Britain's currency drops for a fifth day in bad news positioning
by John Ainger and Rebecca Spalding
The pound fell below $US1.30 for the first time in almost a month as investors prepared for data that will give further clues on the state of the UK economy in the wake of the decision to quit the European Union.
Britain's currency dropped for a fifth day and ceded ground to all of its 16 major peers amid speculation the reports, due next week, will show an economy reeling from the Brexit vote on June 23. Sterling is suffering its longest losing streak since May after the Bank of England cut interest rates for the first time since 2009 in its August 4 policy announcement, while exceeding economists' expectations on quantitative easing.
The pound was depressed further after BOE policy maker Ian McCafferty warned in The Times newspaper on Tuesday that further rate reductions and QE may be required. That's all the more surprising because as recently as January, he was voting to raise rates.
"Investors are gradually coming to realise that the Bank of England is going to cut this year - that's going to be negative for the currency," said Charles St-Arnaud, a senior economist at Nomura International in London. "That should have been already priced in. So the question becomes, how much more negative can we get for the pound without any more bad news?"

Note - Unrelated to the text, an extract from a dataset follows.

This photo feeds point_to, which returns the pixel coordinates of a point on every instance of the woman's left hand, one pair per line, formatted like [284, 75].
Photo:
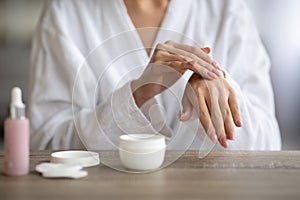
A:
[216, 105]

The pound fell 0.3 per cent to $US1.2999 as of 2.28pm in New York, slipping below $US1.30 for the first time since July 12. Sterling is in its longest stretch of declines since May 9 and has dropped 1.8 per cent this month, the worst performance among major currencies.
The Bloomberg Dollar Spot Index was down 0.3 per cent after four days of gains driven by the Federal Reserve being the only major central bank considering tighter monetary policy. The chance of a US rate increase this year has climbed to almost 50 per cent, futures prices compiled by Bloomberg suggest. The prospect was buoyed by Friday's stronger-than-predicted US payrolls report.
UK inflation and employment figures for July, key indicators for how Britain's economy is faring post-Brexit, will follow data that have already shown contractions in services and construction as well as consumer confidence.
McCafferty opted to increase borrowing costs in the six BOE meetings from August 2015. While he was in favour of the rate cut at the Monetary Policy Committee gathering last week, he was one of three officials to vote against more QE.
Alongside a quarter-point rate cut, at that latest meeting the BOE announced it would increase its gilt-purchase program by £60 billion to £435 billion to offset the impact of the referendum result. The additional purchases started Monday and are due to be completed in six months.
"We could see some short-term weakness in the pound," said Janu Chan, a senior economist in Sydney at St. George Bank, which nevertheless predicts a rally to $US1.33 by year-end. "It was an extensive stimulus program that the BOE announced. The economy has been hit in the short-term, and could face a minor recession."